K. erhob am 6. Mai 1997 Individualbeschwerde (Nr. 35968/97). Mit Urteil vom
12. Juni 2003 entschied der Europäische Gerichtshof für Menschenrechte, dass
die deutschen Gerichte Art. 6 Abs. 1 EMRK verletzt hätten. Zum einen sei ihre
Auslegung des Begriffs der „medizinischen Notwendigkeit“ und ihre Würdigung
des diesbezüglichen Beweismaterials einem fairen Verfahren nicht angemessen
gewesen.
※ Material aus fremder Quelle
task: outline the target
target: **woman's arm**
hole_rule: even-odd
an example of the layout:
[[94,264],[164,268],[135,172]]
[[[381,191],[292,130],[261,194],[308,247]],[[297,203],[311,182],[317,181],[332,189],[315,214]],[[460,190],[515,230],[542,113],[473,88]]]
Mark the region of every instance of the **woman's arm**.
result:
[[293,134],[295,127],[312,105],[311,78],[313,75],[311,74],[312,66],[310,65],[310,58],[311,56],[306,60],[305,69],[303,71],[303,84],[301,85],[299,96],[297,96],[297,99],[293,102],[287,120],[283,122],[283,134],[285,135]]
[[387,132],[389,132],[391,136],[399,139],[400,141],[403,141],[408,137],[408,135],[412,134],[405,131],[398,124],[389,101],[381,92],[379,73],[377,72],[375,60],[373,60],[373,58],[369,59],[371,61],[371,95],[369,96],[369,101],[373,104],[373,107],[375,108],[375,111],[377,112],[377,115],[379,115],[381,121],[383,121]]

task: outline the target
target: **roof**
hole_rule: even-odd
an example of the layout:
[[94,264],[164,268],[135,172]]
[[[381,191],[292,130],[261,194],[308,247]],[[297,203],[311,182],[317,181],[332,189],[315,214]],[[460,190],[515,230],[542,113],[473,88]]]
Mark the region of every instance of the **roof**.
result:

Zum anderen habe das Kammergericht angesichts der Ungewissheit,
die in der Fachwissenschaft über das Wesen der Transsexualität herrsche,
seine Würdigung, K. habe ihre Transsexualität selbst herbeigeführt, auf
unzureichender Grundlage getroffen. Der Gerichtshof entschied ferner, die
deutschen Gerichte hätten zugleich auch das in Art. 8 EMRK verankerte Recht
auf Achtung des Privatlebens verletzt. Sie hätten keinen gerechten Ausgleich
zwischen den Interessen der K. und denjenigen der beklagten Krankenversi-
cherung gefunden, indem sie der K. die Beweislast für die Notwendigkeit der
beabsichtigten medizinischen Behandlung auferlegt hätten. Der Gerichtshof
sprach K. einen Betrag von 15 000 € als immateriellen Schadensersatz sowie
weitere 2 500 € für Auslagen und Kosten zu.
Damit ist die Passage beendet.